Ce genre de requête est très pénible à écrire sans les fonctions de fenêtrage ...

Attention tout de même aux performances : les fonctions de fenêtrage travaillent sur des données triées (les partitions), ce qui fait que les données de la requête subiront des tris (qui peuvent être nombreux si il y a de nombreuses méthodes de partitionnement différentes utilisées dans la même requête). Par comparaison, la requête initiale (avec la jointure) peut faire des aggregats par hash, qui dans certains contextes seront plus performants. Ces fonctions de fenêtrage ont donc tendance à restreindre les choix de l'optimiseur SQL. Il faut donc être prudent sur l'utilisation de ces fonctions sur un gros volume de données.

Au niveau syntaxique, on peut déclarer une clause de partition de façon globale pour pouvoir ensuite l'utiliser plusieurs fois par son nom dans la requête :

SELECT nom,
       division,
       salaire,
       AVG(salaire) OVER (w) AS salaire_moyen,
       RANK() OVER (w) AS rang
FROM employe
WINDOW w AS (PARTITION BY division ORDER BY salaire DESC);

CTE, Common Table Expressions (Expressions de tables communes)

Le but des CTE est de fournir des déclarations communes de tables au début d'une requête, avant son corps proprement dit.

Nb: les exemples ci-dessous sont tirés de la documentation PostgreSQL.

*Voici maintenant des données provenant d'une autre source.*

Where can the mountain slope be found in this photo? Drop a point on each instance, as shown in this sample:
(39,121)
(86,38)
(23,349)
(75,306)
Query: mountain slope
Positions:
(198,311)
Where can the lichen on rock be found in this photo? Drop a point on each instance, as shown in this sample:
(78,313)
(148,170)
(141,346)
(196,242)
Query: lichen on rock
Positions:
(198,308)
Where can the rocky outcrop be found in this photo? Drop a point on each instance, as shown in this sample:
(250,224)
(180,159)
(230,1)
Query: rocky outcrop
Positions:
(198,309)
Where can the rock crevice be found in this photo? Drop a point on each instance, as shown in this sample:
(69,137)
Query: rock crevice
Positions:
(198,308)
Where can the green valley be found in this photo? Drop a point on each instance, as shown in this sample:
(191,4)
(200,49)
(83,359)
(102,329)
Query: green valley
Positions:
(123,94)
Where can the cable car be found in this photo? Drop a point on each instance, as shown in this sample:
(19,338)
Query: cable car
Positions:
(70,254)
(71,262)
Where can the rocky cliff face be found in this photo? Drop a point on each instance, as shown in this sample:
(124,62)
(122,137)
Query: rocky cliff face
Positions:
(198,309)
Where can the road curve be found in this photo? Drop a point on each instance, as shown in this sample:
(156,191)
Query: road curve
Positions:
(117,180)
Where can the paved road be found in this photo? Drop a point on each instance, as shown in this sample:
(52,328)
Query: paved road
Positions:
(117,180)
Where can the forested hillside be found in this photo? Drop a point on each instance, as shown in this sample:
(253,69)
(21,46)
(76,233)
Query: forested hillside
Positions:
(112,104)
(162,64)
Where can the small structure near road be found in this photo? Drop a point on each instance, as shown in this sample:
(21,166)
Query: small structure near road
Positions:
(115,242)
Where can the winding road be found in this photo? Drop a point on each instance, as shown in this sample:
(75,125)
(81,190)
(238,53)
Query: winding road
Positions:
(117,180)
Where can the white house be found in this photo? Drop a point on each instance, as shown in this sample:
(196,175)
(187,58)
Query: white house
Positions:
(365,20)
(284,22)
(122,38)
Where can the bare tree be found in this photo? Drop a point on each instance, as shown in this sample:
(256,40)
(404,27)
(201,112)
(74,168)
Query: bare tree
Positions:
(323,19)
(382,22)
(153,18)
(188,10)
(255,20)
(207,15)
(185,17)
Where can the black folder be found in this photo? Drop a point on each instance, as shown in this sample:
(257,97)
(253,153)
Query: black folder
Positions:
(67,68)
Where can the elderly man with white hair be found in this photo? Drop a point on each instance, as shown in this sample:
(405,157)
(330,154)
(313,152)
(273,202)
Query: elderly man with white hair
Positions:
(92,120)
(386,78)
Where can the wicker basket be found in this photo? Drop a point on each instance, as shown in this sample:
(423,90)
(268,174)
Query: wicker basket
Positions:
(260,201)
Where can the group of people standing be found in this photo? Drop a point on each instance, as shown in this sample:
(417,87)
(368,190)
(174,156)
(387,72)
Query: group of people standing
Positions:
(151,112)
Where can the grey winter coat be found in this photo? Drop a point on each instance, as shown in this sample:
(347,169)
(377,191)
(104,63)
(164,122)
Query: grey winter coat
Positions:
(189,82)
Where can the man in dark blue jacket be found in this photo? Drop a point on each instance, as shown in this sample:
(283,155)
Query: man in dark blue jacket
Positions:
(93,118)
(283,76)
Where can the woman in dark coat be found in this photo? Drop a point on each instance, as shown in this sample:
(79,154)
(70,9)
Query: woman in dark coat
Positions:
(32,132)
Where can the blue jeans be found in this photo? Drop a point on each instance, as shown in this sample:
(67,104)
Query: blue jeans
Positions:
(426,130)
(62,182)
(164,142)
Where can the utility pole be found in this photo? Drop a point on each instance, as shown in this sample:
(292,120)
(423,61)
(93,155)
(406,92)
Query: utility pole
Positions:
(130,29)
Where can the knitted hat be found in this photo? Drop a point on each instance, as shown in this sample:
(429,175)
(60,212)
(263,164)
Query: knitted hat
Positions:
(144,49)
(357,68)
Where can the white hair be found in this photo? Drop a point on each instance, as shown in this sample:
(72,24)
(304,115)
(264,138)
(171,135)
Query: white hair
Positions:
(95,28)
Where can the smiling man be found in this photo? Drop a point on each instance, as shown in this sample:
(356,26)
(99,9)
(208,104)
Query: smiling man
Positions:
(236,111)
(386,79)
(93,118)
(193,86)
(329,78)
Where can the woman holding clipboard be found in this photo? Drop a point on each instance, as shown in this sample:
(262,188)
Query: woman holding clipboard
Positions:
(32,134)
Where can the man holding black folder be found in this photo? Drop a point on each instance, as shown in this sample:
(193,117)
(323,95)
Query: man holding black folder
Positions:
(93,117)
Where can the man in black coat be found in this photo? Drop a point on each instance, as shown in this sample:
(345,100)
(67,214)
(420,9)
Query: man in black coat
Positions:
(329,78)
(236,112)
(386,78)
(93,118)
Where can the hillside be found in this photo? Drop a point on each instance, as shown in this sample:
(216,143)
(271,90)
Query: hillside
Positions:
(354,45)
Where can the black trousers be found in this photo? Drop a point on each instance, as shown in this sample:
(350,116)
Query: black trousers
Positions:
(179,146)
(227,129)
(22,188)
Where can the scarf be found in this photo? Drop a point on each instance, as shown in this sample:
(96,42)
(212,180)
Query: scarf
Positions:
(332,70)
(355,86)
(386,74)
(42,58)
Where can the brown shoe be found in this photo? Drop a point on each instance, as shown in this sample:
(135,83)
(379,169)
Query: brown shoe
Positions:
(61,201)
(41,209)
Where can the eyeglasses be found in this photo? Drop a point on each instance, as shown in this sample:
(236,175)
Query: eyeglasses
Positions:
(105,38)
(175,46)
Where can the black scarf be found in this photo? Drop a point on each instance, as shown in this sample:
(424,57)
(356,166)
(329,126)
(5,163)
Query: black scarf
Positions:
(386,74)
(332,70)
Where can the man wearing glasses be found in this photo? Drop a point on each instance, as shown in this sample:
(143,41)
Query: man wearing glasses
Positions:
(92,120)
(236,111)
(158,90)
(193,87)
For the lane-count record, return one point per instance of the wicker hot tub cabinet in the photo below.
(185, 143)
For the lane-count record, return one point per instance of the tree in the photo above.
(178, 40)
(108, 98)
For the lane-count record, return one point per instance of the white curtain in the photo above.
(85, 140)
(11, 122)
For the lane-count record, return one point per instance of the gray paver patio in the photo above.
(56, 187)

Ceci est utilisé dans 2 cas :

  • Pour définir de la 'récursion' (l'équivalent des 'CONNECT BY' d'Oracle) selon la nomenclature SQL. Il s'agit en fait d'un processus itératif (voir la documentation).
WITH RECURSIVE parties_incluses(sous_partie, partie, quantite) AS (
   SELECT sous_partie, partie, quantite FROM parties WHERE partie = 'notre_produit'
 UNION ALL
   SELECT p.sous_partie, p.partie, p.quantite
   FROM parties_incluses pr, parties p
   WHERE p.partie = pr.sous_partie
)
SELECT sous_partie, SUM(quantite) as quantite_totale
FROM parties_incluses
GROUP BY sous_partie

Ceci est assez complexe à utiliser, et potentiellement dangereux : il est très facile d'écrire une requête qui ne s'arrête pas. Il est donc important de bien étudier la documentation avant de se lancer dans des requêtes récursives : http://docs.postgresql.fr/8.4/queries-with.html

  • Pour déclarer une requête qui sera réutilisée plusieurs fois par la suite dans la requête principale, et limiter ainsi le nombre de ses exécutions (pour raison de performance et de lisibilité donc).
WITH ventes_regionales AS (
   SELECT region, SUM(montant) AS ventes_totales
   FROM commandes
   GROUP BY region
),
     meilleures_regions AS (
   SELECT region
   FROM ventes_regionales
   WHERE ventes_totales > (SELECT SUM(ventes_totales)/10 FROM ventes_regionales)
)
SELECT region,
       produit,
       SUM(quantite) AS unites_produit,
       SUM(montant) AS ventes_produit
FROM commandes
WHERE region IN (SELECT region FROM meilleures_regions)
GROUP BY region, produit;

Les CTE sont déclarées avec le mot clé WITH : http://docs.postgresql.fr/8.4/queries-with.html

Free Space Map automatique

La Free Space Map est un mécanisme permettant à PostgreSQL de mémoriser la liste des zones réutilisables d'un fichier de données (équivalent des freelists d'Oracle). Jusque là, cette free space map était une zone mémoire partagée, donc de taille fixe, ce qui pouvait poser des problèmes de dimensionnement de celle ci : dès que la free space map était pleine, il devenait impossible de stocker de nouveaux blocs dans celle ci, et des tables pouvaient grossir de façon incontrôlable.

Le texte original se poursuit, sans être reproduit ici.